Step 1: Create the design matrix
Step 2: Set up the loop over the rows of the design matrix
Step 3: For each row of the design matrix, extract the number of people in the room (N).
Step 4: Simulate those N people in a room and figure out if at least two have the same birthday. Here’s a Hint:
Step 5: Save the result (TRUE or FALSE) in the design matrix
design.matrix <- expand.grid(
"people.in.room" = 1:365,
"simulation" = 1:100,
"result" = NA
) #Create the design matrix
head(design.matrix)
## people.in.room simulation result
## 1 1 1 NA
## 2 2 1 NA
## 3 3 1 NA
## 4 4 1 NA
## 5 5 1 NA
## 6 6 1 NA
for(row.i in 1:nrow(design.matrix)) {
people.i <- design.matrix$people.in.room[row.i]
bdays <- sample(x = 1:365, size = people.i, replace = T)
result <- length(bdays) != length(unique(bdays))
design.matrix$result[row.i] <- result
}
head(design.matrix)
## people.in.room simulation result
## 1 1 1 FALSE
## 2 2 1 FALSE
## 3 3 1 FALSE
## 4 4 1 FALSE
## 5 5 1 FALSE
## 6 6 1 FALSE
Question 5: Aggregate your data from question 4 and plot it.

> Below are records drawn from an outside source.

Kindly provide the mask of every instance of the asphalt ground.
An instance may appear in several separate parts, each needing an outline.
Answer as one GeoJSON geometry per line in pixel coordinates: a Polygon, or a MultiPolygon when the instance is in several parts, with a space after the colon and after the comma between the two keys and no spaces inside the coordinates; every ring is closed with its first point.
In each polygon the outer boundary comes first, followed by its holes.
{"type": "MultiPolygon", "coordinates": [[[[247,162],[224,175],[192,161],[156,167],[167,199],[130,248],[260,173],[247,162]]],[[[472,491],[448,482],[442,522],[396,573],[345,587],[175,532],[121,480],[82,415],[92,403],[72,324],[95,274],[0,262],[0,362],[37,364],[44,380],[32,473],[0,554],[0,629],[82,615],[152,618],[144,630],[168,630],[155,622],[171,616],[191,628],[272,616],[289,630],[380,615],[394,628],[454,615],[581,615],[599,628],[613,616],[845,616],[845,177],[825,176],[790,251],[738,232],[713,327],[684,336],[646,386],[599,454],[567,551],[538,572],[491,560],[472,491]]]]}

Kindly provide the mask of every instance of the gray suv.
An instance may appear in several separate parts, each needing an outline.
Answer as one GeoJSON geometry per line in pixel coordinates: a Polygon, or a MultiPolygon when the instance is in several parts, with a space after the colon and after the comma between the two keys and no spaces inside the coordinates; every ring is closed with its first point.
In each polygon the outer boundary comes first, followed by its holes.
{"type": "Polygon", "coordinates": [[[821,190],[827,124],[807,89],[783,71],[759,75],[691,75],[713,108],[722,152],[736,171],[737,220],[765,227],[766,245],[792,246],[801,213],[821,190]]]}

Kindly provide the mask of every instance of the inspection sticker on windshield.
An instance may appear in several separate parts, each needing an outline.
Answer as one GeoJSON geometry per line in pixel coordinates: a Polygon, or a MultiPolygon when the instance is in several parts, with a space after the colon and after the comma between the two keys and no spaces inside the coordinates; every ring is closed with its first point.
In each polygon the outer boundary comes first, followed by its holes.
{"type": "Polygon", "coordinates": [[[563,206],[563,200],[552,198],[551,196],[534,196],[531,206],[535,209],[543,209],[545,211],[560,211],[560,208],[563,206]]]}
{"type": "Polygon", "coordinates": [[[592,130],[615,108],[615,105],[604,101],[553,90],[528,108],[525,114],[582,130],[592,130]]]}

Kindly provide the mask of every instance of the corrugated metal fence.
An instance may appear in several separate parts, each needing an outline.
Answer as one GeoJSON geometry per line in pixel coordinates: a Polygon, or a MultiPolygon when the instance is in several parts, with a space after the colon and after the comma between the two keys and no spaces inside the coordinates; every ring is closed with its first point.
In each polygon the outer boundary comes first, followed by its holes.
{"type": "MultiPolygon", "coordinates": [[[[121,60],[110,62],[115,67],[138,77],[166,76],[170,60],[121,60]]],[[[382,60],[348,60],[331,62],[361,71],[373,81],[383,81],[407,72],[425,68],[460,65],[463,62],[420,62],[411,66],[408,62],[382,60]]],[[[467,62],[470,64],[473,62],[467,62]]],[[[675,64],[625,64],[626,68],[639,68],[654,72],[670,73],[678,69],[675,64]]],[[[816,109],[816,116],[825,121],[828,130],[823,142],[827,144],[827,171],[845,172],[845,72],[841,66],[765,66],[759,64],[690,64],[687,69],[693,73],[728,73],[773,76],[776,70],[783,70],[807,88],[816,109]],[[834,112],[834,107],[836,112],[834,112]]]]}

Question 6: What is a p-value? Let’s find out: create a vector of length 100 called p.values, where each entry is the p.value of a one-sample t-test conducted on a sample of size 10 from a normal distribution with mean 0 and standard deviation 1.
Question 7: Create a histogram of p.values. Additionally, what percent of the values are less than .05?
Question 8: Now, repeat the simulations from question 2, but include separate simulations for normal distributions with means ranging from 0 to 5 in steps of .5. Keep the null hypothesis the same (mean = 0) for all tests.
Step 1: Create the design matrix
Step 2: Set up the loop over the rows of the design matrix
Step 3: For each row of the design matrix, extract the population mean.
Step 4: Draw 10 samples from a Normal distribution with mean equal to N and standard deviation 1
Step 5: Calculate the t-test and extract the p.value
Step 6: Save the p.value in the design matrix
Question 9: Create 10 histograms of the simulations from Question 4 where each histogram contains data from the simulations using each mean value.
Note that the echo = FALSE
parameter was added to the code chunk to prevent printing of the R code that generated the plot.